Direct Observation of Liquid–Liquid Phase Separation and Core–Shell Morphology of PM2.5 Collected from Three Northeast Asian Cities and Implications for N2O5 Hydrolysis

Abstract

The morphologies of aerosol particles significantly influence atmospheric processes, including heterogeneous chemistry. This study presents direct observations of liquid–liquid phase separation and the morphologies of PM_2.5 filter extracts collected from Seoul, Beijing, and Noto during autumn 2023. The PM_2.5 samples covered both polluted and clean environments and were predominantly organic-rich. Optical microscopy revealed that real-world samples from these cities underwent phase transitions with changing relative humidity and primarily existed in either two-liquid or three-phase states, while fully homogeneous or nonliquid states were rare.
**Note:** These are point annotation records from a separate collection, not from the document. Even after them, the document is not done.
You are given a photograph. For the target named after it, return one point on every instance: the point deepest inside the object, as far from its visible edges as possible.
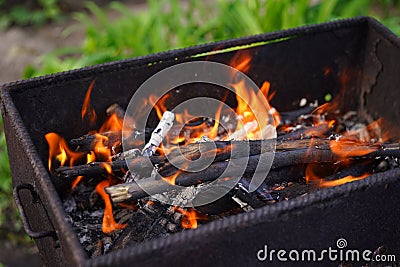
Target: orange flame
(109, 224)
(59, 150)
(87, 110)
(312, 177)
(172, 179)
(344, 147)
(76, 181)
(190, 217)
(343, 180)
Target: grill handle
(24, 218)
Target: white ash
(159, 133)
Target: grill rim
(53, 202)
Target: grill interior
(362, 58)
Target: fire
(76, 181)
(87, 110)
(343, 180)
(59, 150)
(314, 178)
(109, 224)
(345, 147)
(172, 179)
(190, 217)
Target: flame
(344, 180)
(59, 150)
(252, 108)
(112, 124)
(159, 105)
(76, 181)
(87, 110)
(190, 217)
(107, 167)
(172, 179)
(109, 224)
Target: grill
(363, 212)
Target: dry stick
(159, 133)
(139, 189)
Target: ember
(315, 147)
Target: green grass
(18, 14)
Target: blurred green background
(157, 26)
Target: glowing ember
(350, 148)
(87, 110)
(58, 149)
(343, 180)
(190, 217)
(109, 224)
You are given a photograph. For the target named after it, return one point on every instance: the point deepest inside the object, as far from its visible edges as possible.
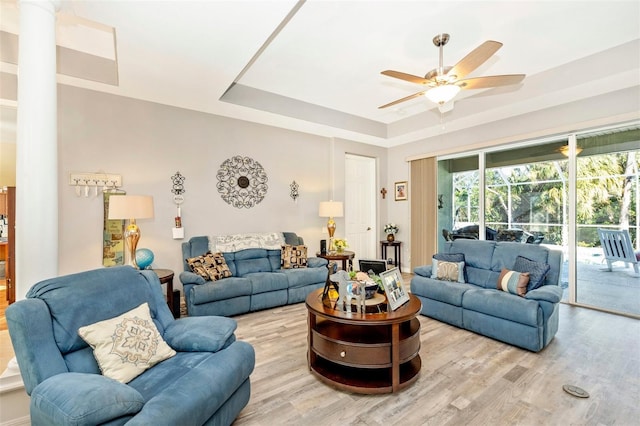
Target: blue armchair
(206, 381)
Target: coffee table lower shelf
(369, 353)
(365, 380)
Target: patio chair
(617, 248)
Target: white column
(36, 151)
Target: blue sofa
(529, 322)
(257, 282)
(205, 382)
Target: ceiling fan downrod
(440, 40)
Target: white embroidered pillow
(447, 271)
(127, 345)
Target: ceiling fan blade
(415, 95)
(474, 59)
(406, 77)
(490, 81)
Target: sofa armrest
(200, 334)
(82, 398)
(423, 271)
(316, 262)
(546, 293)
(191, 278)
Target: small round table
(369, 353)
(346, 257)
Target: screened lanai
(556, 192)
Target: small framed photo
(402, 191)
(394, 288)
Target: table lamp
(131, 207)
(331, 209)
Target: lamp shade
(331, 209)
(131, 207)
(442, 94)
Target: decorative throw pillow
(211, 266)
(293, 257)
(537, 271)
(127, 345)
(513, 282)
(447, 271)
(452, 257)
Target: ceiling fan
(443, 83)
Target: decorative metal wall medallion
(242, 182)
(294, 193)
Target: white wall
(148, 143)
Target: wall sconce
(294, 187)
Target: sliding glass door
(607, 199)
(558, 193)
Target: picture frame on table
(394, 288)
(401, 191)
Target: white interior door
(360, 206)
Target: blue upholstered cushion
(103, 399)
(537, 271)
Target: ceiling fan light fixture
(442, 94)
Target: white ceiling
(320, 73)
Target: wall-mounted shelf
(95, 179)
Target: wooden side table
(346, 257)
(166, 277)
(397, 251)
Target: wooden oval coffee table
(366, 353)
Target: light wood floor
(465, 378)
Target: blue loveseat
(257, 282)
(205, 382)
(529, 322)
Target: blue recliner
(205, 382)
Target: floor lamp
(331, 209)
(131, 207)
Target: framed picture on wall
(394, 288)
(402, 191)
Moreover, a core–shell morphology, consisting of an organic shell and inorganic core, was frequently observed in the PM_2.5 samples. Calculations confirmed that the viscosity of the organic shell ranges from ∼10¹ Pa s in Seoul (liquid-like) to ∼10⁶ Pa s in Beijing (semisolid). As the shell becomes more viscous, the diffusivity of N₂O₅ decreases, thereby lowering the N₂O₅ uptake coefficient by 1–3 orders of magnitude and significantly restricting N₂O₅ uptake. These results highlight the crucial role of aerosol morphology in heterogeneous chemistry, as the organic-rich outer phase can significantly modify the reactive uptake coefficients and gas–particle interactions.